Defendant next asserts that he received the ineffective assistance of counsel in various respects. Many of his contentions involve matters outside of the record that are better explored in a CPL article 440 motion, including that trial counsel failed to advance a purportedly viable speedy trial challenge, failed to seek out medical evidence to counter the victim's claims of strangulation, and could have established at trial defendant's speculation that the victim was a police informant (see People v Sykes, 204 AD3d 1244, 1246 [3d Dept 2022], lv denied 38 NY3d 1136 [2022]; People v Marshall, 173 AD3d 1257, 1258 [3d Dept 2019]; People v Hull, 71 AD3d 1336, 1339 [3d Dept 2010]). The record reflects that trial counsel capably advanced the defense that the victim fabricated the assault, not only by undermining her credibility upon cross-examination, but by presenting the testimony of defendant and his family members who, among other things, described her as the aggressor and denied that defendant had ever choked or attacked her. As this strategy was premised upon the claim that defendant never attacked the victim, we do not agree with defendant that counsel was ineffective in failing to present inconsistent defenses, like justification or intoxication, which assumed that he had attacked her (see People v Dunham, 172 AD3d 1462, 1466 [3d Dept 2019], lv denied 33 NY3d 1068 [2019]). The other "[*3]purported defects in representation urged by defendant are, at best, second-guessing with the clarity of hindsight, which does not constitute ineffective assistance" (People v Bateman, 124 AD3d 983, 986 [3d Dept 2015], lv denied 25 NY3d 949 [2015]; see People v Benevento, 91 NY2d 708, 712 [1998]; People v Miley, 229 AD3d 969, 974 [3d Dept 2024], lv denied 42 NY3d 971 [2024]). As such, viewing counsel's performance in its entirety, we are satisfied that defendant received meaningful representation (see People v Benevento, 91 NY2d at 712).

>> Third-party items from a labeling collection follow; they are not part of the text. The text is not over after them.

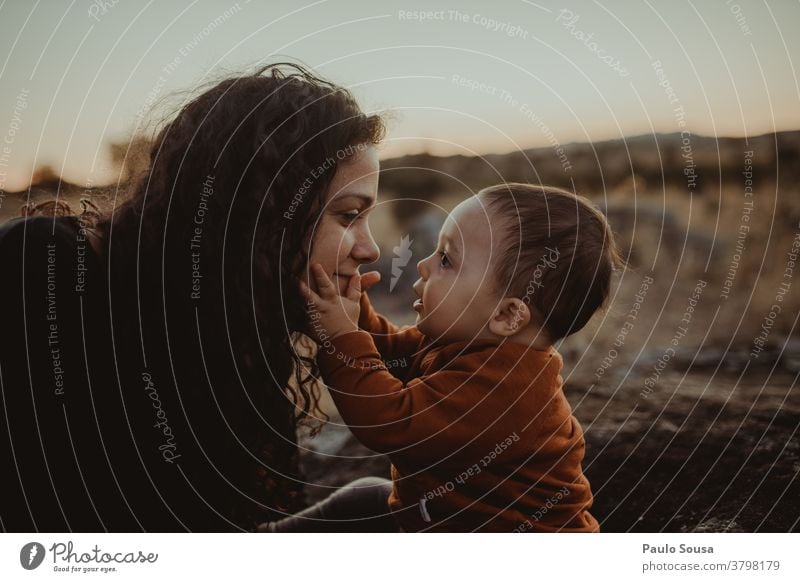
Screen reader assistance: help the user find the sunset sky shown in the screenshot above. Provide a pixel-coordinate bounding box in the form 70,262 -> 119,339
0,0 -> 800,191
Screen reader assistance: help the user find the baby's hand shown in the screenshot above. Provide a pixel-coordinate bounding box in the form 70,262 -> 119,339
300,263 -> 361,343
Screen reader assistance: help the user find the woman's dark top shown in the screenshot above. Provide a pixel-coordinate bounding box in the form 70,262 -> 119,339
0,216 -> 304,531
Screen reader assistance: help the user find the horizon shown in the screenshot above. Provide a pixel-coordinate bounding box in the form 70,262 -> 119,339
0,0 -> 800,192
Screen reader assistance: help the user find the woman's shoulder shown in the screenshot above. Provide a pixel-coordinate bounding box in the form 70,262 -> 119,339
0,216 -> 82,251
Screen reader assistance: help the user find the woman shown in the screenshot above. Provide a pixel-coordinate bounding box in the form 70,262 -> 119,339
0,64 -> 384,531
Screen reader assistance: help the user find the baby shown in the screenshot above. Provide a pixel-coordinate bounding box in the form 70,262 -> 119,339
301,184 -> 620,532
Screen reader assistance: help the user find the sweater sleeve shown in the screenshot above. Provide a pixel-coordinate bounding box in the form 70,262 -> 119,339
317,331 -> 474,454
358,293 -> 425,360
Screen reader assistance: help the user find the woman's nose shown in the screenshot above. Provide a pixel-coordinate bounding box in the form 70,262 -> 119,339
350,227 -> 381,263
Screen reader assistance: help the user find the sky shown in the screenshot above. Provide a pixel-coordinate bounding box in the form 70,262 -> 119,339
0,0 -> 800,191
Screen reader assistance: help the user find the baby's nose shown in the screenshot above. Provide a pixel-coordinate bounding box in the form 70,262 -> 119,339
417,259 -> 428,279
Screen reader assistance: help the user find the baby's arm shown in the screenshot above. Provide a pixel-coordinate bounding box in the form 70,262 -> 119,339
358,291 -> 425,360
317,331 -> 460,454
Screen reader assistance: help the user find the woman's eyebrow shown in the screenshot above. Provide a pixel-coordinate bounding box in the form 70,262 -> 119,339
333,193 -> 375,207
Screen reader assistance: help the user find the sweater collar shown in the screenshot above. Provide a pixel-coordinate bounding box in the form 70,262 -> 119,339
423,338 -> 561,363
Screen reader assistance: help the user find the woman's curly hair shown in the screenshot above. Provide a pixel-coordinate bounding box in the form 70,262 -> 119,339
90,63 -> 384,529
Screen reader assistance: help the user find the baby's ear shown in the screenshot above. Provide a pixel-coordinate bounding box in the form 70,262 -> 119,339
489,297 -> 531,337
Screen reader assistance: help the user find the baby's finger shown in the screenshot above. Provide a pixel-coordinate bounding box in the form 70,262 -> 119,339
298,281 -> 320,304
361,271 -> 381,292
344,273 -> 361,301
311,263 -> 338,299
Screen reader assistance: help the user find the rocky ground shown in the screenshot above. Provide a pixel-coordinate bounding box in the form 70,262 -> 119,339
296,357 -> 800,532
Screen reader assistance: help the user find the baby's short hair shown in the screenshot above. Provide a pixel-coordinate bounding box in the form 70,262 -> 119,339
478,183 -> 622,341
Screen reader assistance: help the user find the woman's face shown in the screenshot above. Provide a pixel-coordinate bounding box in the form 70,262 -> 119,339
306,146 -> 380,293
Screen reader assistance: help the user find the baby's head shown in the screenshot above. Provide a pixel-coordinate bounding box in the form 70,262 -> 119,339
414,184 -> 621,349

Defendant's remaining complaints involve purported evidentiary and procedural errors by County Court in conducting the trial that are largely unpreserved and that, in any event, are entirely meritless (see People v Ashcroft, 233 AD3d 1080, 1084 [3d Dept 2024]; People v Covington, 222 AD3d 1166, 1170 [3d Dept 2023], lv denied 41 NY3d 964 [2024]; People v Seecoomar, 174 AD3d 1154, 1157 [3d Dept 2019], lv denied 34 NY3d 1019 [2019]).
Aarons, Fisher, McShan and Mackey, JJ., concur.
ORDERED that the judgment is affirmed.